Lunch at Mercado San Miguel
The Mercado de San Miguel is a covered market, originally built in 1916 and purchased by private investors in 2003 who renovated the iron structure and reopened it in 2009, reinventing the space as a gastronomic hubbub of activity. It is not a traditional grocery market but a gourmet tapas market, with over 30 different vendors selling a wide variety of freshly prepared tapas, hams, olives, baked goods and other foods. Beer, wine and champagne are also available.
Madrid’s Royal Palace
The Royal Palace of Madrid is the official residence of the Spanish Royal Family at the city of Madrid, but it is only used for state ceremonies. The palace has 135,000 M2 of floor space and contains 3,418 rooms. It is the largest functioning Royal Palace and the largest by floor area in Europe. King Felipe VI and the Royal Family do not reside in the palace, choosing instead the significantly more modest Palace of Zarzuela on the outskirts of Madrid.
Temple of Debod
The Temple of Debod was originally built in southern Egypt near Aswan in the 2nd century BC. In 1960, the temple was in danger of being destroyed due to other construction nearby, so UNESCO made the decision to save this rich historical monument. The Egyptian state chose to donate the Temple of Debod to Spain in 1968 as a token of gratitude for Spain’s help in saving the temples of Abu Simbel. The ancient Egyptian temple was rebuilt in one of Madrid’s most beautiful parks, Parque del Oeste (West Park in English), near the Royal Palace.

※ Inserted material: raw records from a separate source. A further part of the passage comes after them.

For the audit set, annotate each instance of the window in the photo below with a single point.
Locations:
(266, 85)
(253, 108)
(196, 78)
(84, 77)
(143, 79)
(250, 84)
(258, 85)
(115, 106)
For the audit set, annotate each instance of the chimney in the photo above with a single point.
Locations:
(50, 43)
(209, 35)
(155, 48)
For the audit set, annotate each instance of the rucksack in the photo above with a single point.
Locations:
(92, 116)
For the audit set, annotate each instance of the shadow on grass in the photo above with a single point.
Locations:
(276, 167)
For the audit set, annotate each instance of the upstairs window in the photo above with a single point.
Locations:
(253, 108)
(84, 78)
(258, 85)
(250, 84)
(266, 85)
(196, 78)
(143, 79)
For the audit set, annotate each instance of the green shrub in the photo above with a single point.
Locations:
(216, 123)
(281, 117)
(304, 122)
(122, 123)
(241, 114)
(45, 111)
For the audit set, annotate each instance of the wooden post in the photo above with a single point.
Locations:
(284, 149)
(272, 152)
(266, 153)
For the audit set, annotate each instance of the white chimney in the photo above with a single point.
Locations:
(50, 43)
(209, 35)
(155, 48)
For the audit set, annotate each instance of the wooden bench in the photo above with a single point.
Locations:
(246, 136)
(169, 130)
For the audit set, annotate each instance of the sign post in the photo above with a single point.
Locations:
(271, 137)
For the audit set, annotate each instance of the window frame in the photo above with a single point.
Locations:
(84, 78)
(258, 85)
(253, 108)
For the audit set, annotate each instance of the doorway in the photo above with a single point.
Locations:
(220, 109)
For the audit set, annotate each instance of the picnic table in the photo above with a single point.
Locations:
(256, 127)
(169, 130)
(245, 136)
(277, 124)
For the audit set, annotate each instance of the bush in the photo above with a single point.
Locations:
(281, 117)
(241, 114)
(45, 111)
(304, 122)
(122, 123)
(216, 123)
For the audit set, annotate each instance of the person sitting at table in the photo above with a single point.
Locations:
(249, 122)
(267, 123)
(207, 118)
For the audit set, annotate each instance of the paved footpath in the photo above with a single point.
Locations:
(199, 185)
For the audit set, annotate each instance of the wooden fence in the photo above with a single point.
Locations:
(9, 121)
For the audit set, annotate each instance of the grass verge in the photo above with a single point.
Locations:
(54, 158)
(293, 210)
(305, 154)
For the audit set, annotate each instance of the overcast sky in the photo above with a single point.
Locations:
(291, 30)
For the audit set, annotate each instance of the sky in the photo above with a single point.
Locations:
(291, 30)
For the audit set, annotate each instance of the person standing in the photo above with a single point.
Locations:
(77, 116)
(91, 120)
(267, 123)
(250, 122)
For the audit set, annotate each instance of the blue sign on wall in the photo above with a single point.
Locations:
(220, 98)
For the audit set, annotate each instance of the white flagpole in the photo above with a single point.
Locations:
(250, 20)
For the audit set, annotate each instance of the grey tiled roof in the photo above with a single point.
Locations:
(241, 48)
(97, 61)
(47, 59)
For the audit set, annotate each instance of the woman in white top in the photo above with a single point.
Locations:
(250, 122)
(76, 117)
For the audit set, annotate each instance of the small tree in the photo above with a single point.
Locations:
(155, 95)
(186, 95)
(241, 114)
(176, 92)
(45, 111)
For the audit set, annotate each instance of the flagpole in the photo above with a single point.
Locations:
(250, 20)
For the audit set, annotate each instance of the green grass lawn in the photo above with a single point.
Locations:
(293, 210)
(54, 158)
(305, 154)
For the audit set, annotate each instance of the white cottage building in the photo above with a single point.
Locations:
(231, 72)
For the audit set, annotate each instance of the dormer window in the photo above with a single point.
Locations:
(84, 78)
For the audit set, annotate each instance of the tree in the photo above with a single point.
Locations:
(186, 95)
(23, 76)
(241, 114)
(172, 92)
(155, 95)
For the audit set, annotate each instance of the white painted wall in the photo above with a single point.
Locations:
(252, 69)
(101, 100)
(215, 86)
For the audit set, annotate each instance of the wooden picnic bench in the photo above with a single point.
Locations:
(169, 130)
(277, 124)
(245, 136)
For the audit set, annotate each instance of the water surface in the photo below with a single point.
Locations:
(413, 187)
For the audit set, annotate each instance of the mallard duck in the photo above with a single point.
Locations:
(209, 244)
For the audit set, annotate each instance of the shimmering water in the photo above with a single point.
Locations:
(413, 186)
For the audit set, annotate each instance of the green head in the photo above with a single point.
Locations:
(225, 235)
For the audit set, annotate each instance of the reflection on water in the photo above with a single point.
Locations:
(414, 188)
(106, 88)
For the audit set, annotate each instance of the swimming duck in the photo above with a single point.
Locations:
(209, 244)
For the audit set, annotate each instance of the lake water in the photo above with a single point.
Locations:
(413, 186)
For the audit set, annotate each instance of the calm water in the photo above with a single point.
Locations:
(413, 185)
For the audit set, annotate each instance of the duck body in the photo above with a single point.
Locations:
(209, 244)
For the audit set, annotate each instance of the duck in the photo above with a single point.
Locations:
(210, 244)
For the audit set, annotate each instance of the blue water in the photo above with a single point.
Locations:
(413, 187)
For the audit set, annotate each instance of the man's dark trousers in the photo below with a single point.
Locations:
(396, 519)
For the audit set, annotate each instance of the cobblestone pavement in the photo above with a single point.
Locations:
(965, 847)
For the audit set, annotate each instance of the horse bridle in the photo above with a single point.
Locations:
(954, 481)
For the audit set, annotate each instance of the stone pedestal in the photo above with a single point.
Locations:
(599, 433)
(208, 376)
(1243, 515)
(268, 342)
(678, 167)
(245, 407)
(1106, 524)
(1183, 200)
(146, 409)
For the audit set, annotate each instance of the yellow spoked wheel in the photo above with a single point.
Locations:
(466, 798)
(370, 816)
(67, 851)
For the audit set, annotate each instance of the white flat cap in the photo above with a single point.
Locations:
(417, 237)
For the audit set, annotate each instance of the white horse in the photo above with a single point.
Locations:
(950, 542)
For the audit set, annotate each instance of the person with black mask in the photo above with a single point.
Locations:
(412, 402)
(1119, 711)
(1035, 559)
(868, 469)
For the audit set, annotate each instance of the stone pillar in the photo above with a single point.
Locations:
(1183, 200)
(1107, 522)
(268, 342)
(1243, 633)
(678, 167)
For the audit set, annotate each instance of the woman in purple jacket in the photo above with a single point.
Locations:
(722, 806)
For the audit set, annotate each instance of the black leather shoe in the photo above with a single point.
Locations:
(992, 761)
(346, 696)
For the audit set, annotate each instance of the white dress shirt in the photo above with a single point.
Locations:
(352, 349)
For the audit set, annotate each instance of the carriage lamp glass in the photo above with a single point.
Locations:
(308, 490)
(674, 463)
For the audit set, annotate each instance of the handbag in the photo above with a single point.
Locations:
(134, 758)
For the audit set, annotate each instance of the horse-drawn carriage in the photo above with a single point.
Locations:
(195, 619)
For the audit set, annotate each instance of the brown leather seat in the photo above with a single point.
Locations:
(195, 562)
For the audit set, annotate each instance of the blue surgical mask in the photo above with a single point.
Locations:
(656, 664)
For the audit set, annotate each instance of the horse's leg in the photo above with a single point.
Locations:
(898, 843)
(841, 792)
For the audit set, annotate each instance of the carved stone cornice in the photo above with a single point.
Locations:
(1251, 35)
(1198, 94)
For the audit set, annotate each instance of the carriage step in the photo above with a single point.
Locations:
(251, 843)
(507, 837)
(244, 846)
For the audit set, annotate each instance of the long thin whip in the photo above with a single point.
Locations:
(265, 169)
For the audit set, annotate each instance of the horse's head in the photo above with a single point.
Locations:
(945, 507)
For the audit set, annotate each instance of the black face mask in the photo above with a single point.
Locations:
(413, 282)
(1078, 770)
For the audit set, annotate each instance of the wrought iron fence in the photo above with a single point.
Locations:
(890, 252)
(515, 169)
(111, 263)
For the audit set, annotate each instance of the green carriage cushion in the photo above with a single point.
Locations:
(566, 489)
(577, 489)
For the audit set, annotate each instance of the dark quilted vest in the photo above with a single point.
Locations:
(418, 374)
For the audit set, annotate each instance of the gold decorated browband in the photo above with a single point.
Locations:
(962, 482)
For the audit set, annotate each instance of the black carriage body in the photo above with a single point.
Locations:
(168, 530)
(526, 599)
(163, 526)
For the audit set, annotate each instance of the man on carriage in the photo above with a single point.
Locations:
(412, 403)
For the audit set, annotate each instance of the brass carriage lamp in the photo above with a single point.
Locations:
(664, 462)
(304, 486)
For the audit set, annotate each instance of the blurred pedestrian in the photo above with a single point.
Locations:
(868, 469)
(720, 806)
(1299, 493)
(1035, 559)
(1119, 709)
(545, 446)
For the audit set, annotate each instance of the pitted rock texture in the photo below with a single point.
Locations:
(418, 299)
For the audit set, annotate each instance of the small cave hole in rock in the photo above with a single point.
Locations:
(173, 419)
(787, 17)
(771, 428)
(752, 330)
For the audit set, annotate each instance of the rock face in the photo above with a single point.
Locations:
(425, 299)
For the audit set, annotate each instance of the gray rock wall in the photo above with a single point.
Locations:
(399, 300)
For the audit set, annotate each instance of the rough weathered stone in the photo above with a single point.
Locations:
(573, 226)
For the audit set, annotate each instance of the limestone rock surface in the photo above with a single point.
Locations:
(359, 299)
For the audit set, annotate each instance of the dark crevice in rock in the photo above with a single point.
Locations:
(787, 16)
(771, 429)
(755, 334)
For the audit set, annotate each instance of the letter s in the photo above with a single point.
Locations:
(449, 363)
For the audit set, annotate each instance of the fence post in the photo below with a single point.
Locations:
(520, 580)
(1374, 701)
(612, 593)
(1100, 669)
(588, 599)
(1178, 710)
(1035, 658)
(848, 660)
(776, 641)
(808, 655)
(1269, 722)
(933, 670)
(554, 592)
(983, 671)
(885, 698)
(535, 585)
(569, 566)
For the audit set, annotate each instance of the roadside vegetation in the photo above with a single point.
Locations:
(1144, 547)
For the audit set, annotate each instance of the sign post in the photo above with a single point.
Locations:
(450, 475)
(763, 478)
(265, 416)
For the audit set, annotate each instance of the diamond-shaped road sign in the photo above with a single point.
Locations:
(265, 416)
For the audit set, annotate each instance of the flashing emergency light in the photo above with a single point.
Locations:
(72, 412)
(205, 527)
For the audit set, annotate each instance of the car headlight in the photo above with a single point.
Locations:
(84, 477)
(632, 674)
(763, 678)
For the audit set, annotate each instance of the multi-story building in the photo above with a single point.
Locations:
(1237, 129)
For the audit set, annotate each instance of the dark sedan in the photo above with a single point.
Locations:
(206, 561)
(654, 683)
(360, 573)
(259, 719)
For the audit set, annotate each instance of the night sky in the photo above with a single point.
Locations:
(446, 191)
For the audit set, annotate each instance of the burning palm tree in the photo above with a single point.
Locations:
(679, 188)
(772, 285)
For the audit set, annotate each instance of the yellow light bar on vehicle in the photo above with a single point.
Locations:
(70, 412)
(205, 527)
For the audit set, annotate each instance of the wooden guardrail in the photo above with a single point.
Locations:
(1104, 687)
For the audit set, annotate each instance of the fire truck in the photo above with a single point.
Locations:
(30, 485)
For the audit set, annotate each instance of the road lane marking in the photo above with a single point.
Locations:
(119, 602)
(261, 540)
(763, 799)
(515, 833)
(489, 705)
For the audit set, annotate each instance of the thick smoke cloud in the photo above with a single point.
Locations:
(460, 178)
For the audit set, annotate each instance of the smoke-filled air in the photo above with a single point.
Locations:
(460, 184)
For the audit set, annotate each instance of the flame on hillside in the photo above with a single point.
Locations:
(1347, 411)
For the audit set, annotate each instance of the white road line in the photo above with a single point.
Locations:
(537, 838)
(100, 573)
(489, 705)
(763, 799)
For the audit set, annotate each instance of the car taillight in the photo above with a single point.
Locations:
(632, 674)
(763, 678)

Discover the fascinating story of Spanish flamenco
Too many visitors sign up for a flamenco show without really knowing what they’re about to watch. Join us for a night of flamenco and tapas, and an expert guide will walk you through the history of this beautifully tragic dance. In between delicious bites, you’ll learn where flamenco came from and why Madrid’s considered the capital of it all! After a heart-stopping one-hour show, you’ll sit down to a hot-off-the-grill tapas feast—the perfect moment to discuss what you’ve just seen!
Stroll to Plaza Mayor & Puerta del Sol
The “Plaza Mayor” was built during the Habsburg period, measuring 129 by 94 meters, and is surrounded by three-story residential buildings having 237 balconies facing the Plaza. It has a total of nine entrance ways. The square was redesigned with gardens, but those were removed in 1936. At the center of the square is a bronze statue of King Philips III, constructed in 1916 by Jean Boulogne and Pietro Tacca.
Puerta del Sol
The “Puerta del Sol” originated as one of the gates in the city wall that surrounded Madrid in the 15th century. Outside the wall, medieval suburbs began to grow around the Christian Wall of the 12th century. The name of the gate came from the rising sun which decorated the entry, since the gate was oriented to the east. Between the 17th and 19th centuries, the area was an important meeting place: as the goal for the couriers coming from abroad and other parts of Spain to the Post Office, it was visited by those eager for the latest news.